16) staffed_icu_adult_patients_confirmed_and_suspected_covid: [int] Reported patients currently hospitalized in an adult ICU bed who have suspected or confirmed COVID-19 in this state.
17) staffed_icu_adult_patients_confirmed_covid: [int] Reported patients currently hospitalized in an adult ICU bed who have confirmed COVID-19 in this state.
18) total_adult_patients_hospitalized_confirmed_and_suspected_covid: [int] Reported patients currently hospitalized in an adult inpatient
bed who have laboratory-confirmed or suspected COVID-19. This include those in observation beds.
19) total_adult_patients_hospitalized_confirmed_covid: [int] Reported patients currently hospitalized in an adult inpatient
bed who have laboratory-confirmed COVID-19. This include those in observation beds.
20) total_pediatric_patients_hospitalized_confirmed_and_suspected_covid: [int] Reported patients currently hospitalized in a pediatric inpatient bed, including NICU, newborn, and nursery, who are suspected or laboratory-confirmed-positive for COVID-19. This include those in observation beds.

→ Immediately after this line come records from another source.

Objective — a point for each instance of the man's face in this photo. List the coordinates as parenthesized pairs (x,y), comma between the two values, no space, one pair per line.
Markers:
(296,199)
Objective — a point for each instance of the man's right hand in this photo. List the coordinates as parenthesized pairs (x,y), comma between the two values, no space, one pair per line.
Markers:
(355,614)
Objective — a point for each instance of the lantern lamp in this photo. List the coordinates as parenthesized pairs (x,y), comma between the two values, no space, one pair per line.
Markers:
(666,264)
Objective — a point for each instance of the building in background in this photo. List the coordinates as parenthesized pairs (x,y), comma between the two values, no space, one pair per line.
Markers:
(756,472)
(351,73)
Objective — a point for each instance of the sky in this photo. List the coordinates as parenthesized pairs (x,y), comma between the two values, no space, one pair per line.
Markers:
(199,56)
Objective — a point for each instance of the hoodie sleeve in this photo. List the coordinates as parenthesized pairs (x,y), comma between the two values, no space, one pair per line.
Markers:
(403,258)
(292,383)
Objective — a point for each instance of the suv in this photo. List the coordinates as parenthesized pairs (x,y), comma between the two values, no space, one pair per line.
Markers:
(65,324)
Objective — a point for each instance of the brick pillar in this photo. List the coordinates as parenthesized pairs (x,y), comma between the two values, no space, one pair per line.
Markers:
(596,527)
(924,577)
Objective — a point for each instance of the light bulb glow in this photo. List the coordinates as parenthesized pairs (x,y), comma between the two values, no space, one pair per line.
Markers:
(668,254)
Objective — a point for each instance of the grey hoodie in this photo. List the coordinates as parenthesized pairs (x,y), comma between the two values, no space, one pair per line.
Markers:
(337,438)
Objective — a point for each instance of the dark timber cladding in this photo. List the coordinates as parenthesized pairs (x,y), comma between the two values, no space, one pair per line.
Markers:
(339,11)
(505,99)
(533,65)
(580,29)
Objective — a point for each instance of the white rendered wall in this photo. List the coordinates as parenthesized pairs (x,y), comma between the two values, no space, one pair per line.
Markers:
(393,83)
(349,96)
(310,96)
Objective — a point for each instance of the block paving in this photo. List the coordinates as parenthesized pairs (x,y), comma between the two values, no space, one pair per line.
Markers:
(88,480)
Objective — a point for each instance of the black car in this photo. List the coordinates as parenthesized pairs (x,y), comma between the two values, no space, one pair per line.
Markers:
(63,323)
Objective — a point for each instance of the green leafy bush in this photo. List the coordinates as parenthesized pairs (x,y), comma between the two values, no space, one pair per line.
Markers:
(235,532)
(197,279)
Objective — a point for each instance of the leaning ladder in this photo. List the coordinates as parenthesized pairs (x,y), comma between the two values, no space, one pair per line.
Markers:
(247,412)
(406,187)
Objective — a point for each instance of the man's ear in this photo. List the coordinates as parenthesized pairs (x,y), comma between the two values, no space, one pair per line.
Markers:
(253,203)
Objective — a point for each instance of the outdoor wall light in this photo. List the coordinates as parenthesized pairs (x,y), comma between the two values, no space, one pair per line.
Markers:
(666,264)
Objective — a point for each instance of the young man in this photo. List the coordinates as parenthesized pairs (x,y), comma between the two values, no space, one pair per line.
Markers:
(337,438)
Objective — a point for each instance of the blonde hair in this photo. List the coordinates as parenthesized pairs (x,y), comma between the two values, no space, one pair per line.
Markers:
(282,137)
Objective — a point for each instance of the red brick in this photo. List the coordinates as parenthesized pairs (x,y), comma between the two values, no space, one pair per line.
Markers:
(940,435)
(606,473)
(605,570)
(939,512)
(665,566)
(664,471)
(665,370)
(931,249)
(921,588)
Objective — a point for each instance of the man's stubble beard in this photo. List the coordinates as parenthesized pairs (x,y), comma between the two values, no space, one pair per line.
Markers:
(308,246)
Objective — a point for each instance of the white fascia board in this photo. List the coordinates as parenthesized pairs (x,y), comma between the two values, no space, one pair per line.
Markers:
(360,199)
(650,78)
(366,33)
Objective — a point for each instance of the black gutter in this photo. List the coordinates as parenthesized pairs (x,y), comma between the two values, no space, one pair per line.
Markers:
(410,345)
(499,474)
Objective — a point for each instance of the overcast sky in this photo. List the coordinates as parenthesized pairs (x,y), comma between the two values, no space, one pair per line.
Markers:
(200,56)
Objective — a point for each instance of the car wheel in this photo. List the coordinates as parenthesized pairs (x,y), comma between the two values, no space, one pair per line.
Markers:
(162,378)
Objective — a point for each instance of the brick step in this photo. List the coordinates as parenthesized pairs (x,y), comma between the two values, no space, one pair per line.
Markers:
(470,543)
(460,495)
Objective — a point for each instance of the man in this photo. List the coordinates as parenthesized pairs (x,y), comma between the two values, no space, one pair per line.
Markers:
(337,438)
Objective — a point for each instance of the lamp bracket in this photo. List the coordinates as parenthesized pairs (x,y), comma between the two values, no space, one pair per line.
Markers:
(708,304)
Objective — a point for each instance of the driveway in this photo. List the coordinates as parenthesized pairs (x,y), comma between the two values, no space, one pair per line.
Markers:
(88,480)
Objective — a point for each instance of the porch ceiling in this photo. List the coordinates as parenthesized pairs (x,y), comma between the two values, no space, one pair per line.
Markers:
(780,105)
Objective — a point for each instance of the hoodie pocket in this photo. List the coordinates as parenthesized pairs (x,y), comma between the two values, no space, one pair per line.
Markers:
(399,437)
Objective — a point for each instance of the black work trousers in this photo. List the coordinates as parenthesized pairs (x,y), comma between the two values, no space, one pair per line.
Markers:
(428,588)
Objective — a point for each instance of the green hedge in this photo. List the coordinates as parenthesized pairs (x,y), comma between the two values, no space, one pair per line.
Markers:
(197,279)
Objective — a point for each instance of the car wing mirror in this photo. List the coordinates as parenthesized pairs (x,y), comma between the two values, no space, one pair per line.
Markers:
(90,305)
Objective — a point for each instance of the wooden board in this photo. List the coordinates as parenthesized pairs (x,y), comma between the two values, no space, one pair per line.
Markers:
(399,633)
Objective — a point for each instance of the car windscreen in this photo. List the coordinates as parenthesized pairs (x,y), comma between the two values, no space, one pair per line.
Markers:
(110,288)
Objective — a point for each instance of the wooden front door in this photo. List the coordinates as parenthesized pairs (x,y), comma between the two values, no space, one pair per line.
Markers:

21) total_pediatric_patients_hospitalized_confirmed_covid: [int] Reported patients currently hospitalized in a pediatric inpatient
bed, including NICU, newborn, and nursery, who are laboratory-confirmed-positive for COVID-19. This include those in observation beds.
22) total_staffed_adult_icu_beds: [int] Reported total number of staffed inpatient adult ICU beds in this state.
23) inpatient_beds_utilization: [num] Percentage of inpatient beds that are being utilized in this state. This number only accounts for hospitals in the state that report both "inpatient_beds_used" and "inpatient_beds" fields.
24) percent_of_inpatients_with_covid: [num] Percentage of inpatient population who have suspected or confirmed COVID-19 in this state. This number only accounts for hospitals in the state that report both "inpatient_beds_used_covid" and "inpatient_beds_used" fields.
25) inpatient_bed_covid_utilization: [num] Percentage of total (used/available) inpatient beds currently utilized by patients who have suspected or confirmed COVID-19 in this state. This number only accounts for hospitals in the state that report both "inpatient_beds_used_covid" and "inpatient_beds" fields.
26) adult_icu_bed_covid_utilization: [num] Percentage of total staffed adult ICU beds currently utilized by patients who have suspected or confirmed COVID-19 in this state. This number only accounts for hospitals in the state that report both "staffed_icu_adult_patients_confirmed_and_suspected_covid" and "total_staffed_adult_icu_beds" fields.
27) adult_icu_bed_utilization: [num] Percentage of staffed adult ICU beds that are being utilized in this state. This number only accounts for hospitals in the state that report both "staffed_adult_icu_bed_occupancy" and "total_staffed_adult_icu_beds" fields.
* The data is not 100% accurate. Since COVID-19 can cause mild illness, symptoms might not appear immediately, there are delays in reporting and testing, not everyone who is infected gets tested or seeks medical care, and there are differences in how completely states and territories report their cases.
* There is much missing data, we will discuss the pattern of missing data in the Missing data chapter.